Join Simone and Malcolm Collins as they dive into the history, science, and controversy of cousin marriage and mixed-race marriage. From Darwin’s pro/con list to modern genetic research, this episode explores the cultural, biological, and personal sides of who we choose to marry. Stay tuned for surprising facts, actionable advice, and a few laughs along the way!
Simone Collins: [00:00:00] Hello Malcolm. I'm so excited to be with you today because we're gonna get spicy and extol the virtues of cousin marriage and mixed race marriage
Speaker 4: Mirror universe, encounter mirror, universe. This is easy. Yeah, I can pretend to be evil.
Deal.
Simone Collins: just so you know, wait, hold on,
Malcolm Collins (2): stop. Before you go further. Are we talking about mixed race or just cousin marriage?

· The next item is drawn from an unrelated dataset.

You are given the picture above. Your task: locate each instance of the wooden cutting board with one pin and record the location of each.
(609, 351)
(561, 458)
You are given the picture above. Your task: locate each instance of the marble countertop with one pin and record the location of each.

Simone Collins: Mixed race and cousin marriage. Oh, really? Yeah. We're going, we're going in for both dude.
Malcolm Collins (2): Continue
Simone Collins: because ultimately I'm gonna argue that you should basically go for one or the other. But
Malcolm Collins (2): Okay.
Either, either marry your cousin or someone of a different race. Yeah, dude.
Speaker: Athens's log star, date unknown. My landing party is beamed back to the enterprise and found it and the personnel aboard chain. The ship is subtly altered physically. [00:01:00] Behavior and disciplines become brutal. Savage.
Speaker 3: Did how
this.
Simone Collins: We're gonna go,
Malcolm Collins (2): okay. So go into the genetics of this. Go. Go.
Simone Collins: Let me. Can I, Mr. Tired man. Just let, let me drive, let me cook. All right. Anthropologists estimate that over 80% of marriages in history have been between second cousins or closer.
So basically the default for the vast majority of human history has been people marrying their relatives. And I remember we were walking in, in the Alps in Switzerland, when you really opened my eyes to this, you were like, listen, like look at these hills. Do you think that the people who've lived here for thousands of years were like.
Going far away to marry someone. Like it was really hard. They weren't doing that. They were like marrying their siblings. But, so even today, cousin, marriage rates are pretty high, like especially in parts of the Middle East and North Africa and South Asia. They can meet up to 20 to 50% of marriages to date in countries like Pakistan or Kuwait or [00:02:00] Saudi Arabia.
But like, even if you're a, a weird, you know, European urban monoculture person, you should probably be cool with cousin marriage. It, it gave us Charles Darwin, who also in turn was a product of a well he was the product of his second cousin marriage, but he married his first cousin. Yeah. And he's, he's the evolution dude.
I mean he's the evolution dude. Yeah. Yeah. HG Wells. He was, he had first cousin parents. Tons of European royals, obviously. But even Albert Einstein married his first cousin, you know, like the, the smart people are doing it. And then if we go to mixed race, which mixed race, so, so
Malcolm Collins (2): you're a smart guy like Albert Einstein or Darwin, you're marrying your cousin,
Simone Collins: I mean.
And I, do you know about Darwin's list of like benefits and drawbacks of marriage? This man was very thoughtful about it.
Malcolm Collins (2): Oh, he did? He did a list, yeah. Oh my
Simone Collins: God. Oh, okay. Hold on. Sorry. Diversion. You don't know this list. Okay. Charles Darwin, marriage pro and con list. This is too good to. [00:03:00] Yeah. So pros of marriage.